Both good and bad can be found in everything. I am sure a lot of good could come from data mining for public safety. In fact, I am sure it already exists to some extent and has prevented catastrophic events. However, I feel that once that door is publicly open, it is one that cannot be shut and will root too deep.

The Dangers of Weak Cryptography

For one who is not well-versed in “cryptography,” hearing the word might simply bring to mind the language game Pig Latin. However, Singh is trying to convey, in layman’s terms, that cryptography is not a child’s game for all; in Mary Queen of Scots’ case, it was literally an instance of life or death.
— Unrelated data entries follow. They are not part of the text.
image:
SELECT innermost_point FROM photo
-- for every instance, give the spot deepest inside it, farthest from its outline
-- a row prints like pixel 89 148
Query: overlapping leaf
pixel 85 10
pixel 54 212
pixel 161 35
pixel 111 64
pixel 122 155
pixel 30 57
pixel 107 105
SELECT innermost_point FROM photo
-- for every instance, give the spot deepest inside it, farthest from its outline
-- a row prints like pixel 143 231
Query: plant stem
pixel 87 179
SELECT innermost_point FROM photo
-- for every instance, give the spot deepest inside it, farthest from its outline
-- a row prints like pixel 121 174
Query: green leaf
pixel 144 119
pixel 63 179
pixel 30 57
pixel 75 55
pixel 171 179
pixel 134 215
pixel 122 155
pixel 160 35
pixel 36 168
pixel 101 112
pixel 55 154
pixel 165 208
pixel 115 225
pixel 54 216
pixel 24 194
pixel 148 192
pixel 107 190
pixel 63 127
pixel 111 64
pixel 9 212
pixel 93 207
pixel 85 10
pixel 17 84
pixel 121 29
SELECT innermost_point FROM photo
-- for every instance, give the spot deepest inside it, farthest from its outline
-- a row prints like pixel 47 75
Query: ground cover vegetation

The issue at hand is that while encryption is meant to show that one's guard is up, it actually creates a false sense of security when utilized poorly.
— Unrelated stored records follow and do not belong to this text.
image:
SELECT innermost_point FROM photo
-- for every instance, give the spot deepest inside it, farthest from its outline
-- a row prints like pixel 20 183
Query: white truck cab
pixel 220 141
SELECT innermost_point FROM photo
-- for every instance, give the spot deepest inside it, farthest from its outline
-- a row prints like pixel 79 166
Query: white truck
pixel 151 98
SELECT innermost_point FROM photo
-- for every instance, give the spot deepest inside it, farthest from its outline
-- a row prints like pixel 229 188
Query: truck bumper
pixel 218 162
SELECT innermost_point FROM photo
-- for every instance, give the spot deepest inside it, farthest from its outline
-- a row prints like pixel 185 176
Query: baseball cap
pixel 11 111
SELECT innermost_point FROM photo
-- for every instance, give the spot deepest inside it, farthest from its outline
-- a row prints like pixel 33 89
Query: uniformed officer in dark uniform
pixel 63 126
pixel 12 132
For instance, there has been a time in every person’s life when he or she whispered something to a neighbor in the hopes of keeping the message a secret. Unbeknownst to them, spectators who speak the same language were either able to eavesdrop and hear the secret or possibly even lipread bits and pieces. Yet, to the two that were whispering in their own world, it was as if they had been speaking a foreign language. Babington and Mary were in this same little world, where they had a false sense of reality and security. As Singh stated, this was honestly an unfortunate time for Mary to be communicating through cryptography because the first true cryptanalysts were emerging. The two did little to alter their patterns and believed that only they could read what was intended for one another. The problem is, in an ever-changing world, it is naive to think that one should not have to adapt to remain undiscovered. Like two people whispering, Babington and Mary let their guard down at a critical point of their mission

By trusting her basic encoding system at an essential turning point in the history of cryptanalysis, Mary left herself vulnerable to decryption and was caught openly aligning with the rebels attempting to free her. Had she been writing without encryption, she would not have directly given her blessing for the assassination. Singh wants other cryptographers to be aware that they cannot expect to simply lay encryption over their messages like some form of a safety blanket. If a message is truly meant to be a secret, cryptographers should work to ensure that their ciphers are unbreakable.